Andrew Wickes
AP Language and Composition
Mrs. Alberts
4 January 2012
Rhetorical Strategies Blog
- Simile: “After that I lived like a young rajah in all the capitals of Europe---Paris. Venice, Rome---collecting jewels, chiefly rubies, hunting big game, painting a little” (Fitzgerald 65).
- Polysyndeton: “After the house, we were to see the grounds and the swimming-pool, and the hydroplane and the mid-summer flowers---but outside Gatsby’s window it began to rain again” (Fitzgerald 92).
- Hyperbole: “An infinite amount of women tried to separate him from his money” (Fitzgerald 98).
- Repetition: “Oh, my Ga-od! Oh, my Ga-od! Oh, Ga-od! Oh, my Ga-od!” (Fitzegerald 139).
- Imagery: “I tossed half-sick between grotesque reality and savage, frightening dreams” (Fitzgerald 147).
- Metaphor: “The exhilarating ripple of her voice was a wild tonic in the rain” (Fitzgerald 85).
- Telegraphic Sentence: “I was thirty” (Fitzgerald 134).
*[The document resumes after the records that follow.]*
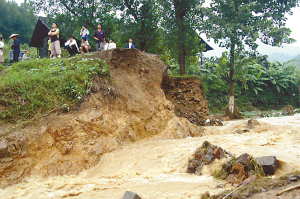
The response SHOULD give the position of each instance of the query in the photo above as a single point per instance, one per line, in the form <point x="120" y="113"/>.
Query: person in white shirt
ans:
<point x="105" y="45"/>
<point x="84" y="32"/>
<point x="1" y="51"/>
<point x="85" y="46"/>
<point x="25" y="56"/>
<point x="71" y="46"/>
<point x="111" y="44"/>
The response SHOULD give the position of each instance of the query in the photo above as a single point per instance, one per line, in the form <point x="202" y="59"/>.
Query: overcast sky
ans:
<point x="291" y="49"/>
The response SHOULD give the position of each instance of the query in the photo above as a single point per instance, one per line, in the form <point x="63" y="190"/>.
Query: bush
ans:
<point x="34" y="87"/>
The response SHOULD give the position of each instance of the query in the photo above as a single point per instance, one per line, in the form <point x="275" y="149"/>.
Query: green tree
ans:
<point x="236" y="23"/>
<point x="179" y="19"/>
<point x="16" y="19"/>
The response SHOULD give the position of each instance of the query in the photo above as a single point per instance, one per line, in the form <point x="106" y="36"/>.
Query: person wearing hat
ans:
<point x="15" y="47"/>
<point x="55" y="43"/>
<point x="25" y="56"/>
<point x="1" y="51"/>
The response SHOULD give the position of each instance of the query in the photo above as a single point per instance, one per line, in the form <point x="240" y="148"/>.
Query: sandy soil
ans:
<point x="156" y="169"/>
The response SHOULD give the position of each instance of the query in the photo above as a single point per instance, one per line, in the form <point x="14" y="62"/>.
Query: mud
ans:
<point x="157" y="168"/>
<point x="187" y="96"/>
<point x="126" y="107"/>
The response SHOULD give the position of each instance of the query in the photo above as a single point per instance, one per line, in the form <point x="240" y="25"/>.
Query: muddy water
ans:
<point x="156" y="169"/>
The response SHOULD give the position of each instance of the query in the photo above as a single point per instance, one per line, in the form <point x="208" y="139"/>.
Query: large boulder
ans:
<point x="269" y="163"/>
<point x="131" y="195"/>
<point x="4" y="151"/>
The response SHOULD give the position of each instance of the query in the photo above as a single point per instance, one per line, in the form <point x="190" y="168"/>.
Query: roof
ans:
<point x="206" y="46"/>
<point x="40" y="32"/>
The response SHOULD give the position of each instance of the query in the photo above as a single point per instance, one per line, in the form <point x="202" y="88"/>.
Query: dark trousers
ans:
<point x="72" y="50"/>
<point x="16" y="57"/>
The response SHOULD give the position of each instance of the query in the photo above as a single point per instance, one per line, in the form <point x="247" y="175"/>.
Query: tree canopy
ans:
<point x="16" y="19"/>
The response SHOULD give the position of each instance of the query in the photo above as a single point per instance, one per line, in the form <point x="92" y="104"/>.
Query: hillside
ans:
<point x="125" y="106"/>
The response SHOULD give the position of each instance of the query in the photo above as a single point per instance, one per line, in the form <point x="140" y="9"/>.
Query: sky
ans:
<point x="289" y="49"/>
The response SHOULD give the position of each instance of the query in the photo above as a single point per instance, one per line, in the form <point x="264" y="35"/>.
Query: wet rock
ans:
<point x="239" y="131"/>
<point x="244" y="158"/>
<point x="288" y="110"/>
<point x="131" y="195"/>
<point x="293" y="178"/>
<point x="252" y="123"/>
<point x="269" y="163"/>
<point x="4" y="151"/>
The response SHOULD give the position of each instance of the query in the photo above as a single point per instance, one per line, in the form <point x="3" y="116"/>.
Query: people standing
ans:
<point x="55" y="44"/>
<point x="130" y="44"/>
<point x="85" y="46"/>
<point x="111" y="44"/>
<point x="49" y="47"/>
<point x="15" y="47"/>
<point x="1" y="51"/>
<point x="71" y="46"/>
<point x="25" y="56"/>
<point x="84" y="32"/>
<point x="99" y="35"/>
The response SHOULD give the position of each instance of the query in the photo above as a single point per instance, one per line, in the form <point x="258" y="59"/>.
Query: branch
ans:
<point x="132" y="10"/>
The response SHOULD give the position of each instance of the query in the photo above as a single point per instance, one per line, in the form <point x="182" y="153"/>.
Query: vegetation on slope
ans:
<point x="33" y="88"/>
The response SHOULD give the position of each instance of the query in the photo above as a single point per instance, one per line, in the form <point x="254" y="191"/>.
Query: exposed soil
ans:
<point x="126" y="107"/>
<point x="187" y="96"/>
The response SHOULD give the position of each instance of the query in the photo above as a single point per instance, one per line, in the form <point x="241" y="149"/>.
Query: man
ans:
<point x="84" y="32"/>
<point x="130" y="44"/>
<point x="55" y="44"/>
<point x="15" y="47"/>
<point x="1" y="51"/>
<point x="85" y="46"/>
<point x="25" y="56"/>
<point x="99" y="35"/>
<point x="71" y="46"/>
<point x="111" y="44"/>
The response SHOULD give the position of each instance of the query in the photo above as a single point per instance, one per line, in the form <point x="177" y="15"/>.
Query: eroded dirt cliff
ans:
<point x="128" y="106"/>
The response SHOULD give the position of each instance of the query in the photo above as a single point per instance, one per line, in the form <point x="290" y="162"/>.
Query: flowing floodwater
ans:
<point x="156" y="169"/>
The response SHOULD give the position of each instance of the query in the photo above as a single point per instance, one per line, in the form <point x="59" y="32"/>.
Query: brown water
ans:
<point x="156" y="169"/>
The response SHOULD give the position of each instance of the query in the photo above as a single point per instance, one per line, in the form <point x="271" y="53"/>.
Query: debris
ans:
<point x="4" y="151"/>
<point x="288" y="189"/>
<point x="269" y="163"/>
<point x="131" y="195"/>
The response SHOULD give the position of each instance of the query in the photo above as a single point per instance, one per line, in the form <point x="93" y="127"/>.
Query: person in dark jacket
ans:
<point x="130" y="44"/>
<point x="15" y="47"/>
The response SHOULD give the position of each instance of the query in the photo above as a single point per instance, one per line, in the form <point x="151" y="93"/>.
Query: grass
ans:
<point x="33" y="88"/>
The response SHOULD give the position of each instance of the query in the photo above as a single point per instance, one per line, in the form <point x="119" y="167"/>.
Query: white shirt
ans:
<point x="1" y="47"/>
<point x="105" y="46"/>
<point x="111" y="46"/>
<point x="85" y="32"/>
<point x="69" y="43"/>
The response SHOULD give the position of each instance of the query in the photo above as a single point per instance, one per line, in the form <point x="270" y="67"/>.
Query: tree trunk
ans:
<point x="182" y="53"/>
<point x="231" y="80"/>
Several thematic concepts and rhetorical devices present in The Great Gatsby, a novel by F. Scott Fitzgerald, illustrate the colorful and intricate style of the author’s critique of America’s elite. Set in a time of massive financial prosperity for the American Upper-Class, the novel presents both the backwardness of the American Aristocracy with “old” money, and the lust for ever-growing wealth for those with “new” money. Using a clever simile, the author has Gatsby describe himself as living “like a rajah in all the Capitals of Europe ---Paris. Venice, Rome---collecting jewels, chiefly rubies, hunting big game, painting a little” (Fitzgerald 65). By comparing Gatsby to a member of Indian Royalty, Fitzgerald is highlighting the insatiable desires of those with “new” money, who strive to join the ranks of the traditional gentry by spending an innumerable amount of capital of frivolous goods. Whilst describing Gatsby’s prestigious estate, the author writes, “we were to see the grounds and the swimming-pool, and the hydroplane and the mid-summer flowers” (Fitzgerald 65). The polysyndeton present in this passage allows the Fitzgerald to expound upon the endless items of luxury in the ownership of Mr. Gatsby. In addition, Fitzgerald’s use of imagery, as seen in the line, “I tossed half-sick between grotesque reality and savage, frightening dreams” (Fitzgerald 147) serves to further enhance the detail present in the novel. Overall, the novel’s complex phrasing and use of outlandish comparisons convey the colorful, complex style of F. Scott Fitzgerald.